Figure 3Expansion of L-DOPA polyphenol oxidase genes in velvet bean genome. (A) Gene phylogenetic tree of five legume genomes. (B) Tandem duplicated locations of 18 polyphenol oxidase genes on chr3 and chr7. The genes represented by triangles are clustered into one clade in Fig. 1A (eight on chr3 with pink background and four on chr7 with lavender background in A). (C) Gene phylogenetic tree of seven velvet beans; the common genes shared by seven cultivars are marked by the green background. The pink and lavender symbols correspond to the tandem polyphenol oxidase genes in A. (D) Validation of five polyphenol oxidase genes marked with black ‘*’ in C in other velvet bean cultivars. Strain5 represents the chromosomal-level assembly, and genes denoted by ‘*’ are complete in Strain5, and present in non-chromosomal-level strains with fragmented sequences (A color version of this figure appears in the online version of this article).
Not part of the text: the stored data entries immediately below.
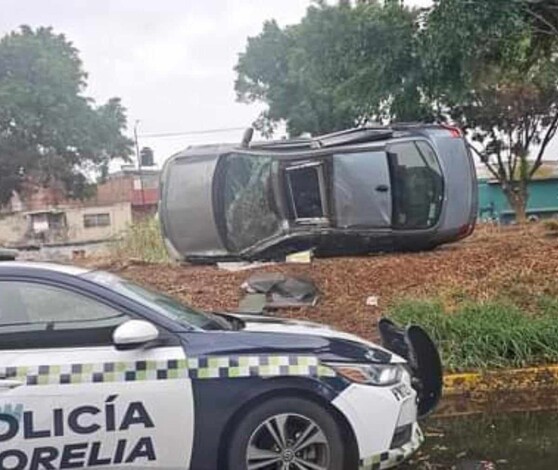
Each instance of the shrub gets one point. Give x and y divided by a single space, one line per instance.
143 242
485 335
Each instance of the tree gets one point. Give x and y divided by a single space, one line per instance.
49 132
343 65
487 67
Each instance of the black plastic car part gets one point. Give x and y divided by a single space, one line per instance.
416 346
350 136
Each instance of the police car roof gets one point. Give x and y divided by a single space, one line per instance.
52 267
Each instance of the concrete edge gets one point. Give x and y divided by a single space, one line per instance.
542 377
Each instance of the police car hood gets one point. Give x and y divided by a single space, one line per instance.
340 339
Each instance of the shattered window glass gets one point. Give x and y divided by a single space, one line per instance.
418 186
248 202
305 190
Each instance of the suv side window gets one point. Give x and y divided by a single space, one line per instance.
34 315
418 185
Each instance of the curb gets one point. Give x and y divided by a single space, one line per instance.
531 378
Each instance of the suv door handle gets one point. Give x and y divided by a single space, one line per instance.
6 383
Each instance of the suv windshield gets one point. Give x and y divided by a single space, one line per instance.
247 200
161 303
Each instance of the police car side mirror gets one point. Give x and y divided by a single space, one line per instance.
134 333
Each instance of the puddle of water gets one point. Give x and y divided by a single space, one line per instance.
498 437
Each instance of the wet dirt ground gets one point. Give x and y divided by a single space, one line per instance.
503 432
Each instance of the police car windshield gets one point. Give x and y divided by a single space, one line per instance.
161 303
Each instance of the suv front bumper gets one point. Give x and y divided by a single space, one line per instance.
394 457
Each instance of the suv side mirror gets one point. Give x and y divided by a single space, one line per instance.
135 333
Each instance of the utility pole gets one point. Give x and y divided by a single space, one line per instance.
138 156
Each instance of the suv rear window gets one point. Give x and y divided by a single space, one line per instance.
418 185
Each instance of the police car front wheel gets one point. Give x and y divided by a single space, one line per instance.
287 434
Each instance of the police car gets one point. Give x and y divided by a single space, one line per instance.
98 372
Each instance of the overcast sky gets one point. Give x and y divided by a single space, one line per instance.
171 61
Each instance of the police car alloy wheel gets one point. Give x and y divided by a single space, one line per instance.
287 434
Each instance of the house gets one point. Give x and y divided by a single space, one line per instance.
46 217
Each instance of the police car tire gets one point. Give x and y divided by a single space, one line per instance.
285 405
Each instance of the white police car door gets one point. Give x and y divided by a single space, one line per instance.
70 399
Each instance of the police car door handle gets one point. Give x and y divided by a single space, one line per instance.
5 383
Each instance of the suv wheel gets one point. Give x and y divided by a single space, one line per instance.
287 434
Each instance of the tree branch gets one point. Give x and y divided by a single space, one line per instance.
542 19
484 159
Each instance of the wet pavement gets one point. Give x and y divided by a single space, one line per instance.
506 432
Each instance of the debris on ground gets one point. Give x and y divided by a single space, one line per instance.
302 257
236 266
519 264
280 291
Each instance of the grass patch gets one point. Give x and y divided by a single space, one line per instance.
486 335
143 242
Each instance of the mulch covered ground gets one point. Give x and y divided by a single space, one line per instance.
514 264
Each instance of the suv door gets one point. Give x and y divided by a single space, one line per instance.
70 399
362 190
417 185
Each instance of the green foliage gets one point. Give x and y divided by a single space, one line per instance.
486 335
143 241
341 66
489 65
49 131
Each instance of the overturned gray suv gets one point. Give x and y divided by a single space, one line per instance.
404 187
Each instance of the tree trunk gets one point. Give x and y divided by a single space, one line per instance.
517 198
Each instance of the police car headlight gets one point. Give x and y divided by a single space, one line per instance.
372 374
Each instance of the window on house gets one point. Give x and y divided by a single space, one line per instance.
96 220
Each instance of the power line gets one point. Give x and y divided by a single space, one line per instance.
205 131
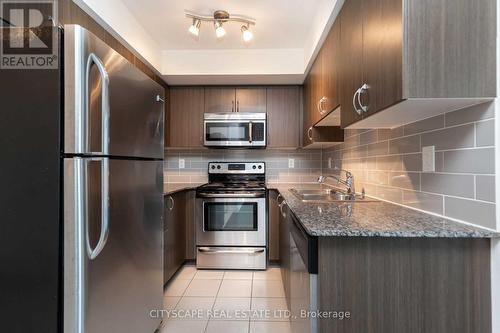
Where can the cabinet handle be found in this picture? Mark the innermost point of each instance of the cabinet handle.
(354, 98)
(364, 108)
(281, 208)
(278, 199)
(172, 203)
(321, 101)
(250, 131)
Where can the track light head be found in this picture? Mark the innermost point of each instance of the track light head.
(194, 29)
(219, 30)
(246, 34)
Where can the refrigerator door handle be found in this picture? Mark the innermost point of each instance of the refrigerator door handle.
(103, 237)
(105, 108)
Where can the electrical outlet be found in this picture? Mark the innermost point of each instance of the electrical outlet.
(428, 159)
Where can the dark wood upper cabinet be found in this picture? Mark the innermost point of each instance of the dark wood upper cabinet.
(230, 99)
(351, 59)
(330, 65)
(250, 99)
(283, 117)
(220, 99)
(316, 86)
(414, 59)
(186, 105)
(382, 54)
(322, 95)
(184, 128)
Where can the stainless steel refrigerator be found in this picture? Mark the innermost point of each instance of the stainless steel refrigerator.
(86, 212)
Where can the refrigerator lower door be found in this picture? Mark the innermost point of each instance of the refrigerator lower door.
(113, 228)
(110, 106)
Figure 4The distance distribution of whole-genome gene pairs and L-DOPA polyphenol oxidase gene pairs in legumes. Pairs in velvet bean, common bean and soybean genome as well as velvet bean vs. common bean and velvet bean vs. soybean are shown. Two grey background areas spanning top2 and bottom3 figures mark the divergence between velvet bean and soybean/common bean, and Fabaceae shared WGD events, respectively. Dotted lines indicate the peak values of each line. WP: whole-genome gene pairs, transparent colour. PP: polyphenol oxidase gene pairs, regular colour.